RNA interference via miRNAs, siRNAs, saRNAs and antisense RNAs is a set of evolutionarily conserved mechanisms for regulation of gene expression. Some of these regulatory RNAs have evolved from a mechanism for cells to fight against infections by microorganisms . While these regulatory RNAs have been developed as research tools for us to manipulate gene expression in cells, there have also been plentiful studies on detecting their expression in different cell or tissue types. Moreover, there have been a great many studies scouting their functions by manipulating their levels, such as using a plasmid or viral vector to ectopically express a regulatory RNA of interest, such as a miRNA. In natural situations, when a cell decides to use a miRNA, siRNA or saRNA to manipulate expression of a particular gene or to eliminate the RNA of an infectious microorganism (as the cell's defensive mechanism), the cell would know that the to-be-used miRNA, siRNA or saRNA has highly-similar or identical sequences in its genome, which will raise an off-target issue. The cell has means to avoid this problem, such as by compartmentalizing some “would be off-target” mRNAs in some organelles or protecting them with RNA-binding proteins, by shutting down their expression, by a combination of these approaches, or by other strategies [80, 81], for just a short spell (minutes may be sufficient). However, when we ectopically express a regulatory RNA, such as an siRNA, we are unable to utilize any of these approaches to avoid off-target issues and cannot control the effective time within a short spell.
Illustrations of RNAs from the human GNAS, TP53 and WRAP53 (in box) genes, as well as the CERS1 and GDF1 genes copied from the NCBI database. Although editing the 5' region is a common practice in gene knockout technology, Knockout of GNAS by editing its 5' region may not be able to delete its short mRNA and noncoding RNA variants (in blue color). Knockout of TP53 by editing its 5' region may not be able to delete its short mRNAs and may also knock out the WRAP53 gene encoded by the opposite strand of the DNA double helix, as the first exons of both genes are in the same region (red circle). The CERS1 and GDF1 genes locate at the same genomic locus and are transcribed from the same initiation site, with their RNAs sharing some exons; therefore, knocking out either gene will also delete the other.(Click on the image to enlarge.)
Actually, we do not even know which genes may be mistakenly targeted, and bioinformatics, performed by many researchers [56, 58, 60, 63, 65, 66], cannot be much help due to several reasons: First, the great genomic polymorphism or heterogeneity makes a computational prediction of on- and off-target sequences inapplicable to any particular individual's genome. Second, different cell types express different genes in different situations. For instance, most cell types do not express insulin and thus do not need to worry about the insulin gene being mistakenly targeted, but the pancreatic β cells would be involved in such an effect. Third, the same gene that is mistakenly targeted may have quite different impacts in different cell types and in different physiological or pathological situations. In conclusion, we still lack an applicable approach to use various regulatory RNAs to specifically manipulate expression of the gene we are interested in, because we still lack a workaround to solve the off-target issue.

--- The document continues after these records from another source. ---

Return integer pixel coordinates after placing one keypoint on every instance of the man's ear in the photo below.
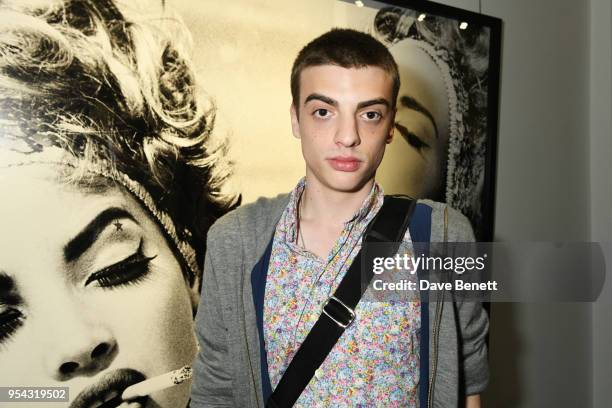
(295, 123)
(389, 137)
(194, 295)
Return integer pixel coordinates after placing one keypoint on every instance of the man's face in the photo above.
(345, 120)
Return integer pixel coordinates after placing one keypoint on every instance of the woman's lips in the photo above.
(348, 164)
(109, 386)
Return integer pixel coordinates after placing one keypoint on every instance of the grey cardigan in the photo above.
(227, 370)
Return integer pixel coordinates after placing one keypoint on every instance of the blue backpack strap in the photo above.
(420, 231)
(259, 275)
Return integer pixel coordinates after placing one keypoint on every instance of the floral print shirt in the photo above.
(376, 361)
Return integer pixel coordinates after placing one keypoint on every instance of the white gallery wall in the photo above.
(601, 188)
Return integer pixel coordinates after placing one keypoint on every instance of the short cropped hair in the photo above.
(345, 48)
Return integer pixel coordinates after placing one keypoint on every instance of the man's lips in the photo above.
(109, 386)
(345, 163)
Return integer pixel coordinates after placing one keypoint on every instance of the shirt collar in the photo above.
(370, 205)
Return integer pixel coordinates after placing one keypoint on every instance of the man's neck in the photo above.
(320, 204)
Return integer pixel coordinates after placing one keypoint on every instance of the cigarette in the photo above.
(149, 386)
(158, 383)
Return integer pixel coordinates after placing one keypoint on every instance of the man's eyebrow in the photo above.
(8, 291)
(88, 235)
(411, 103)
(377, 101)
(322, 98)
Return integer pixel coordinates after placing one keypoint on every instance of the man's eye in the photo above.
(129, 271)
(371, 115)
(10, 320)
(322, 113)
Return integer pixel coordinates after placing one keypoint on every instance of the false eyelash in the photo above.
(10, 321)
(129, 271)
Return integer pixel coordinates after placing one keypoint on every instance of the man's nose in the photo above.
(347, 133)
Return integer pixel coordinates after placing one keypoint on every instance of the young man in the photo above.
(271, 266)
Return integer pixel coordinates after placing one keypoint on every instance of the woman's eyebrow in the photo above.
(411, 103)
(88, 235)
(8, 291)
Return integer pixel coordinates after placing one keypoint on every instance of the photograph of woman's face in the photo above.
(415, 161)
(91, 295)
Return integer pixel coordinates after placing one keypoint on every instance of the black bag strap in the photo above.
(389, 226)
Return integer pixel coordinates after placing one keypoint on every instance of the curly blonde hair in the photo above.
(82, 76)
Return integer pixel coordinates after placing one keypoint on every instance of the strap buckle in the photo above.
(340, 313)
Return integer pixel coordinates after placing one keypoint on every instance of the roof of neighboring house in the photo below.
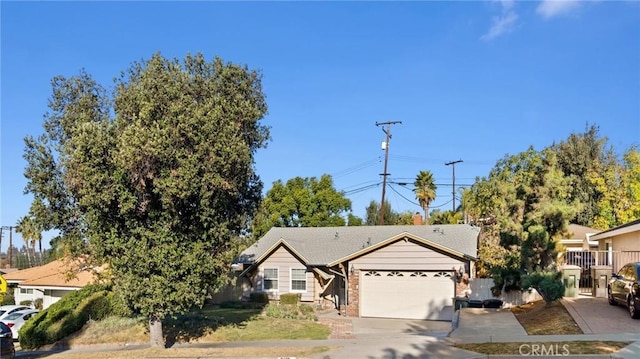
(621, 229)
(326, 245)
(7, 270)
(577, 231)
(52, 274)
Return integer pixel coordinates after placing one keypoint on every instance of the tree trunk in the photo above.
(155, 332)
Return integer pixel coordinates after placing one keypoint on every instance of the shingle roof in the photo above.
(323, 245)
(52, 274)
(580, 232)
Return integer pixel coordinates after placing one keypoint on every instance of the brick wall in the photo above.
(353, 287)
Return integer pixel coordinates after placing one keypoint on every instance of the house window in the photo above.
(298, 280)
(270, 281)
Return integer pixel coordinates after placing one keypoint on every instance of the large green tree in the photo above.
(446, 217)
(302, 202)
(526, 201)
(156, 180)
(425, 189)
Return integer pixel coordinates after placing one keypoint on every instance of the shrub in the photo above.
(259, 297)
(290, 298)
(548, 284)
(237, 304)
(8, 298)
(37, 303)
(290, 311)
(65, 317)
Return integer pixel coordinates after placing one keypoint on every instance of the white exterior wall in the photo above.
(284, 261)
(20, 297)
(406, 255)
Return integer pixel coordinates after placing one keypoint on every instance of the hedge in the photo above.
(66, 316)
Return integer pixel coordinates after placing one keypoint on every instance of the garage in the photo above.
(406, 294)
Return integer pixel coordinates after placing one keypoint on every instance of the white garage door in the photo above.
(408, 295)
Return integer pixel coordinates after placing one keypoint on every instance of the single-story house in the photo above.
(622, 244)
(49, 282)
(579, 238)
(409, 271)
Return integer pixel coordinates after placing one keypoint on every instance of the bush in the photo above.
(290, 298)
(66, 316)
(290, 311)
(237, 304)
(259, 297)
(548, 284)
(8, 298)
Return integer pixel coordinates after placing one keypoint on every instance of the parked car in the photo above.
(16, 320)
(8, 309)
(624, 288)
(7, 350)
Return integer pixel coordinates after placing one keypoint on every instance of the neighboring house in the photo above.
(411, 271)
(579, 238)
(49, 282)
(622, 244)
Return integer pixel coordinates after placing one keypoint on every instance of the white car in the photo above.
(8, 309)
(16, 320)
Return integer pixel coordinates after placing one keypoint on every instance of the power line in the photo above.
(385, 147)
(453, 166)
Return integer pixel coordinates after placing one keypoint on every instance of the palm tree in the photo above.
(425, 190)
(31, 233)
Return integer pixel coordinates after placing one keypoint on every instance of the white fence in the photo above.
(481, 290)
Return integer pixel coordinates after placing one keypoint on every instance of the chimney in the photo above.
(417, 219)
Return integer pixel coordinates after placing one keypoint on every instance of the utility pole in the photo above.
(453, 167)
(385, 147)
(10, 251)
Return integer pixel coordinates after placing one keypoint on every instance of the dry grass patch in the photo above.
(556, 348)
(251, 352)
(540, 318)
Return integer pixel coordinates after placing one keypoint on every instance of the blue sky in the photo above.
(470, 81)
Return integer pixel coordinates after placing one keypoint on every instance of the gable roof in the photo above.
(330, 245)
(52, 274)
(577, 231)
(621, 229)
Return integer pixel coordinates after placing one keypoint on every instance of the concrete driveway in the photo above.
(596, 316)
(378, 338)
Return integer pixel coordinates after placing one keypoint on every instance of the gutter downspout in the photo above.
(346, 291)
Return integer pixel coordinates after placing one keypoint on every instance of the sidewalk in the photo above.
(476, 325)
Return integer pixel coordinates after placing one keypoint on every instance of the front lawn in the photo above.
(540, 318)
(207, 325)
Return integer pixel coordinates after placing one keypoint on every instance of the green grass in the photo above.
(206, 325)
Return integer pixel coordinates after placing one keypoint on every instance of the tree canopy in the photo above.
(528, 199)
(156, 179)
(302, 202)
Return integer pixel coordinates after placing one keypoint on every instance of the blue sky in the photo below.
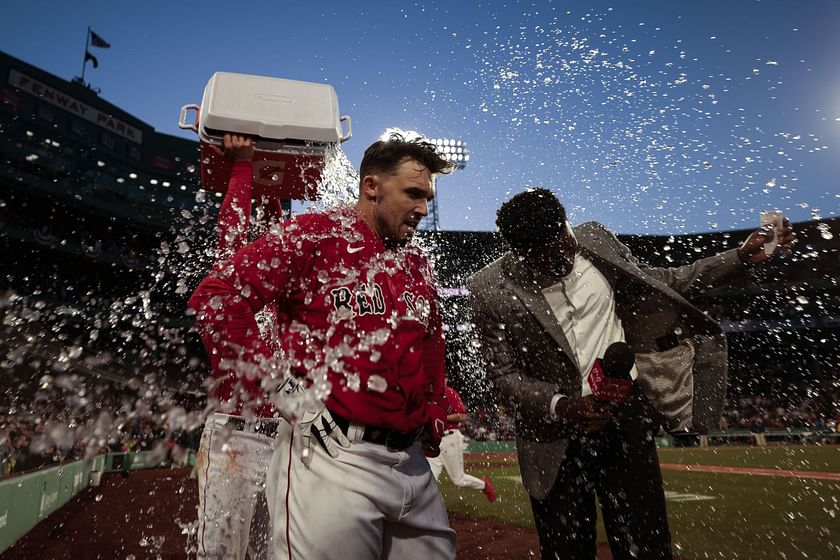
(652, 116)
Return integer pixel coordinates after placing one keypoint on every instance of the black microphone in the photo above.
(618, 360)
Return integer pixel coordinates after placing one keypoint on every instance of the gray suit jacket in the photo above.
(529, 359)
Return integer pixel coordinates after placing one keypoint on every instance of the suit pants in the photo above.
(620, 465)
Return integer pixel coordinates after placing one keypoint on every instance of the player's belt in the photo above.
(392, 439)
(267, 428)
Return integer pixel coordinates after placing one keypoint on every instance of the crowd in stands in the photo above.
(46, 434)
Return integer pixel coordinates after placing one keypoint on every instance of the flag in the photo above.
(92, 58)
(97, 41)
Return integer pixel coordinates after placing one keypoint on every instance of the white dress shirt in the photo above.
(584, 305)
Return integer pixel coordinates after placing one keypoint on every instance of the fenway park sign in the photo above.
(64, 101)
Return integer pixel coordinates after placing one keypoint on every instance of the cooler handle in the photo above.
(344, 118)
(182, 120)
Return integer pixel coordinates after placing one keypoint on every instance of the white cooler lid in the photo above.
(272, 108)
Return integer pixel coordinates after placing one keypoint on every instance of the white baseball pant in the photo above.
(451, 458)
(233, 513)
(366, 504)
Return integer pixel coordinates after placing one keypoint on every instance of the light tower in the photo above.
(457, 153)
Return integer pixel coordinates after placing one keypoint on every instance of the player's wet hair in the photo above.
(531, 218)
(385, 156)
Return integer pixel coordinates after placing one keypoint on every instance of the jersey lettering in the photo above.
(367, 300)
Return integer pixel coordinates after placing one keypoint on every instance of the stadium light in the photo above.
(457, 153)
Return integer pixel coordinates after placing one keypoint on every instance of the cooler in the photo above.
(292, 124)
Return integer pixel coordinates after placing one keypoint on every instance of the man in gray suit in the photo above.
(545, 312)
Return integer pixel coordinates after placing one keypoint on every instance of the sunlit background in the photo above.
(650, 116)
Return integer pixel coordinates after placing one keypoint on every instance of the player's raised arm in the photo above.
(235, 213)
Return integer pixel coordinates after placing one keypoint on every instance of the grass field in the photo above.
(712, 515)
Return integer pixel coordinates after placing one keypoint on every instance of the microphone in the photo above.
(618, 360)
(610, 376)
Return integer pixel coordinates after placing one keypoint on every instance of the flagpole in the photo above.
(84, 60)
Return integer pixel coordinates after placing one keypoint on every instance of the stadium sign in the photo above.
(68, 103)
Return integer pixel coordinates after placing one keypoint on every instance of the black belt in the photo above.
(670, 340)
(392, 439)
(267, 428)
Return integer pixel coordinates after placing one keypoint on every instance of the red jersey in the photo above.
(456, 406)
(346, 304)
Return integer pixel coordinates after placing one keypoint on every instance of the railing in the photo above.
(27, 499)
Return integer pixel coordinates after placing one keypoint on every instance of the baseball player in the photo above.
(451, 455)
(238, 437)
(359, 323)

This means that most, if not all, relevant data published so far are questionable, including those published by us [78, 82, 83], because none of the studies can assure that no other gene has also been manipulated mistakenly. All the pertinent publications just tell us that the object genes are manipulated as wished, which is far from enough. No wonder some recently reported data from using CRISPR/CAS9 are discrepant to those from using siRNA . If one day we are able to know exactly which cell type has which genes as off-targets for which particular regulatory RNA at which particular situation, and we can shut down the potentially mis-targeted genes, compartmentalize their RNAs, or protect their RNAs with RNA-binding proteins at a specific time post transfection of our miRNA, saRNA or siRNA/shRNA, then we may be able to use them with confidence.

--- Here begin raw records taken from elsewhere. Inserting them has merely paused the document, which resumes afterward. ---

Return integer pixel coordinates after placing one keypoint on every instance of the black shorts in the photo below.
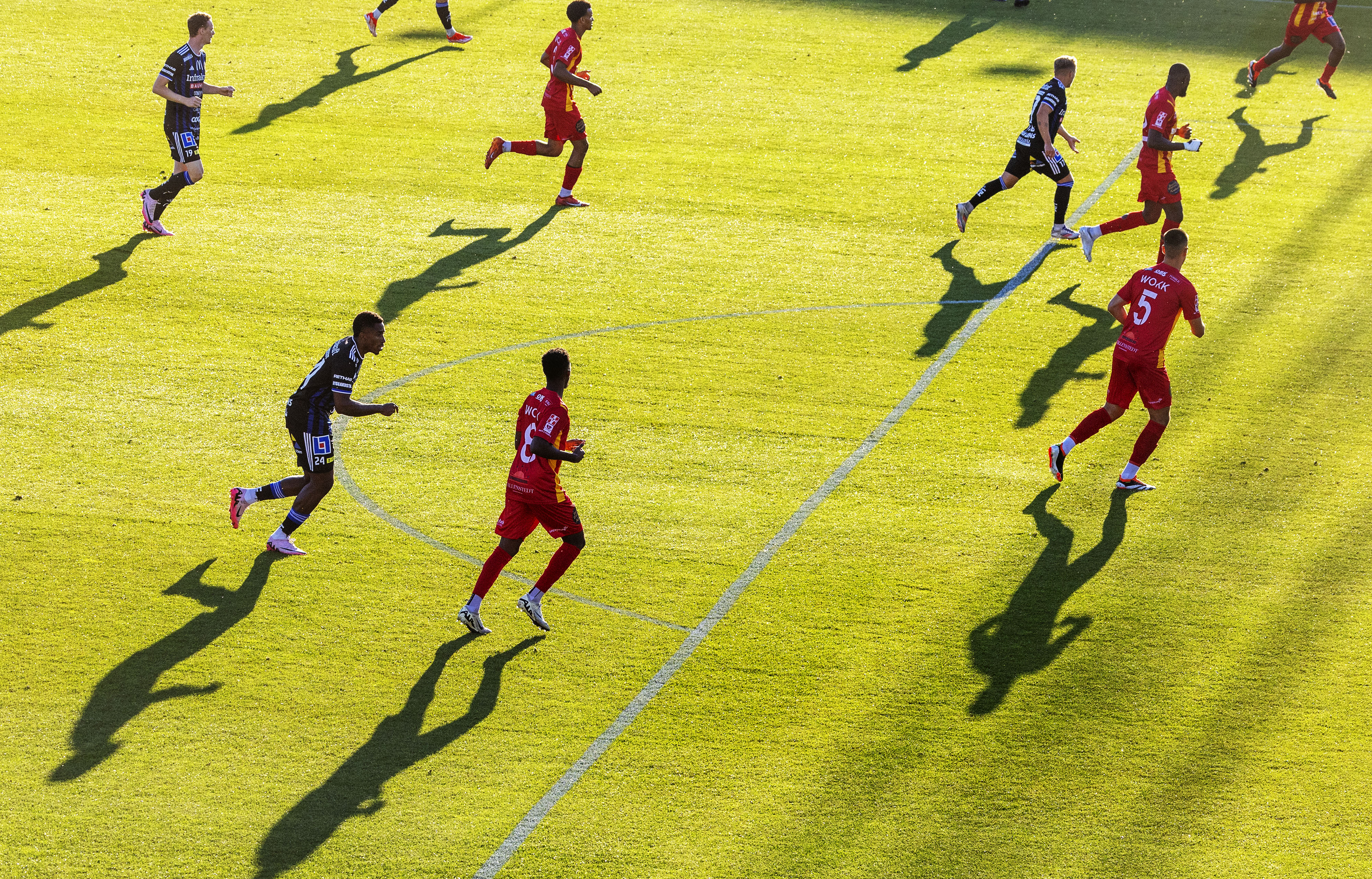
(1024, 161)
(314, 442)
(186, 146)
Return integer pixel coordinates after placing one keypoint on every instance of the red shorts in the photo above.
(519, 520)
(1322, 28)
(1127, 379)
(1159, 187)
(563, 124)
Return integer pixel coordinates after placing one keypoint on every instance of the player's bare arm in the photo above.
(346, 406)
(547, 450)
(163, 90)
(571, 79)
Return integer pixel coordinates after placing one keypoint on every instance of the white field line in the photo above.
(371, 506)
(726, 602)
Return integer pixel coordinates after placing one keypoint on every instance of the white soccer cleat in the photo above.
(473, 620)
(238, 506)
(536, 613)
(964, 212)
(282, 543)
(1089, 239)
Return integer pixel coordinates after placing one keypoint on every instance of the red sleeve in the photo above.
(1190, 303)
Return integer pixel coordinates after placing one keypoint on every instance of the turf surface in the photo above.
(953, 669)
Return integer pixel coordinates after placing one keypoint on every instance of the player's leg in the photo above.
(375, 14)
(574, 171)
(1337, 49)
(441, 8)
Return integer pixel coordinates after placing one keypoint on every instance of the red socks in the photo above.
(490, 572)
(570, 178)
(1148, 443)
(1124, 224)
(558, 565)
(1090, 426)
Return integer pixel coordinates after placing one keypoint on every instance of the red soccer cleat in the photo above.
(497, 148)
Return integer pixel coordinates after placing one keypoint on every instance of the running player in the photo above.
(562, 120)
(534, 495)
(182, 83)
(1307, 19)
(444, 17)
(1159, 189)
(1035, 150)
(1156, 297)
(327, 388)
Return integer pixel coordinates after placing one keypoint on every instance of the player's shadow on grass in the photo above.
(1253, 152)
(489, 244)
(1065, 363)
(110, 271)
(962, 300)
(1024, 638)
(131, 687)
(962, 30)
(356, 787)
(340, 80)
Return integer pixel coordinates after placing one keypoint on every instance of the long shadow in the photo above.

Images copied from the NCBI database showing that several loci (14q23.3, 22q11.21, 19q13.2 and 2q21.1) of the human genome are crowded habitats of genes, including unannotated ones (those LOCs) as well as miRNAs (MIR) and antisenses (AS), located on either the plus strand (arrow to the right) or the minus strand (arrow to the left) of the DNA double helix. Note that some transcripts are even extended to the downstream gene as so-called read-through RNAs, such as the CHURC1-FNTB in the 14q23.3 as well as the MIA-RAB4B and RAB4-EGLN2 in the 19q13.2. It is likely that knocking out one of the two partner genes will also knock out the read-through gene.(Click on the image to enlarge.)

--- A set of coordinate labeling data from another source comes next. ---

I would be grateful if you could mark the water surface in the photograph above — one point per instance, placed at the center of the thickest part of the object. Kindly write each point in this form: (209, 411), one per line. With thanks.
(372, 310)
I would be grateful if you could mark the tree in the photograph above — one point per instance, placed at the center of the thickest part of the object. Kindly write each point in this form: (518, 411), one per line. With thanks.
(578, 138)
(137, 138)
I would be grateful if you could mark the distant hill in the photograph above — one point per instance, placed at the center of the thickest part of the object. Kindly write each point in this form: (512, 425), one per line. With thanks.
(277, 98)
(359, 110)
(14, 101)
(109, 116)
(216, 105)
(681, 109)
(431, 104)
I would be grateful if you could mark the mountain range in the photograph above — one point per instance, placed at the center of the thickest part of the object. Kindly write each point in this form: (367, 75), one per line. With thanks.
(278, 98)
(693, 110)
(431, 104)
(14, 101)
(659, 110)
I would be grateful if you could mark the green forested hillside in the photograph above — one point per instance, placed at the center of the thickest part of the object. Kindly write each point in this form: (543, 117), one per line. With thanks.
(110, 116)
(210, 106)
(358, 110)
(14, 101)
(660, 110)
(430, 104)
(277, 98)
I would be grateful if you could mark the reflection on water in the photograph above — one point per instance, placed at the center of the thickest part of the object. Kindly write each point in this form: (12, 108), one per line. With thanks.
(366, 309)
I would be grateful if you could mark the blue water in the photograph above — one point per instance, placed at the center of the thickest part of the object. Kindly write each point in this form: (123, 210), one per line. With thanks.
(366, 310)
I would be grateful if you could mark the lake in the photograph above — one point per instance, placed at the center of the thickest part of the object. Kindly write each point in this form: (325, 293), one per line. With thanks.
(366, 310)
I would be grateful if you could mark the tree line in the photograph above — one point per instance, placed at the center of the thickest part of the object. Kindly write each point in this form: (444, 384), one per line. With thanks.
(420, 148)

miRNAs are clustered into families based on sequence similarity, with the members or siblings in the same family differing from one another often by one single base only. This great similarity makes it difficult for us to specifically detect one sibling without mistakenly detecting the other(s), although there are some kits or tacks developed specifically for solving this technical issue. Most large-scale studies on miRNA detection in many samples (such as many cancer specimens) are conducted using routine approaches without involving special kits touted for their specificity, making it questionable whether other family member(s) or sibling(s) were also detected, especially when the abundance of the one in question was low. This concern on the sibling specificity of miRNAs has hardly been fully addressed in those large-scale studies using quantitative PCR. In fact, it is difficult to be certain, because there is no feasible way of knowing the sequence of mature miRNAs detected in a large number of samples.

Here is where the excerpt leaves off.